Perhaps that was why she liked Bruce. In spite of all his chauvinism, sexist remarks, and testosterone-laced dick swinging, Bruce, of all people, treated her like a person. No. Like a cop.
But Bruce hadn’t arrived yet, and the scene, one of the busiest intersections in the city, was hers to commandeer. With the clock nearing eight on a Wednesday morning, Jocelyn had no way of shielding the scene from public view. She’d managed to keep spectators and reporters back, cordoned off the front entrance, coordinated with the mayor to have government employees start work at ten, and arranged for traffic redirection to limit the chaos.
She had just set about the real reason she’d bee
n called there—to solve a murder—when Bruce strolled up the steps.
He smiled at her. “Looks like you’ve got everything under control.”
“No thanks to you.” Jocelyn smirked.
He handed her a Styrofoam cup filled with hot black coffee and kept one for himself. She mumbled a quick thanks before taking a sip.

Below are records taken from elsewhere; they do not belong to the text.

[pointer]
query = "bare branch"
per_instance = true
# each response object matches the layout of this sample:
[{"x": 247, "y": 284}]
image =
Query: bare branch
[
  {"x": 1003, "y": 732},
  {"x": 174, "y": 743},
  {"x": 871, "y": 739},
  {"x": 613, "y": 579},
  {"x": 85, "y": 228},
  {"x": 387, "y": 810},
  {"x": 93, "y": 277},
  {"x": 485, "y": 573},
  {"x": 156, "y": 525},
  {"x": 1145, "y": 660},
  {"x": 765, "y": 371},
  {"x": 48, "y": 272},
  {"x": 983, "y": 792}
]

Bruce grinned. “Someday, you’ll be standing in my shoes. Then you’ll appreciate what it means to be near the top of the pecking order. Except… wait a minute… aren’t you supposed to get the coffee?” He set his coffee down on the cold step then polished his glasses with his hot breath and the end of his untucked shirt. “So,” he said as he adjusted the earpiece of his glasses behind his ears then bent over to pick up his coffee. “What brings us here—” He stopped to gape at the body. “Christ, is that—”
“Yep. Benjamin Reinhart. Age forty-seven. Corporation counsel for the city. List of potential enemies probably a mile long.”

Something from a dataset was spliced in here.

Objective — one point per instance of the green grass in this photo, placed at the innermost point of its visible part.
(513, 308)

“Yes, but none with this MO. Shit, Beaudette. The city’s top attorney? This investigation is about to become a shit storm. Everything we do is going to be under a fucking microscope.” He took a gulp of his coffee then held up the cup. “We’re going to need a lot more of this.”
Jocelyn had rarely seen Bruce as jovial as he had been a moment prior, but she’d never seen him as frazzled as he suddenly became.
He walked down a few steps and waved over one of the boys in blue. Handing the officer the empty cup, he said, “Toss this for me, will you?” Without waiting for a response, he hustled back to Jocelyn. His face was deadpan, his eyes soft, then he managed a slight grin. “Just focus on the case. I’ll handle the press conferences.”
Jocelyn pressed her lips flat. How did he know I was stressing it? She poked him in the arm. “Looking for some face time with the media so that when we crack this, you can use it to launch your political career? I’m sorry to tell you this, but you’re not likable enough for politics.”
“You ever meet a politician who is? Speaking of which…” Bruce peered up at the body. “Any thoughts?”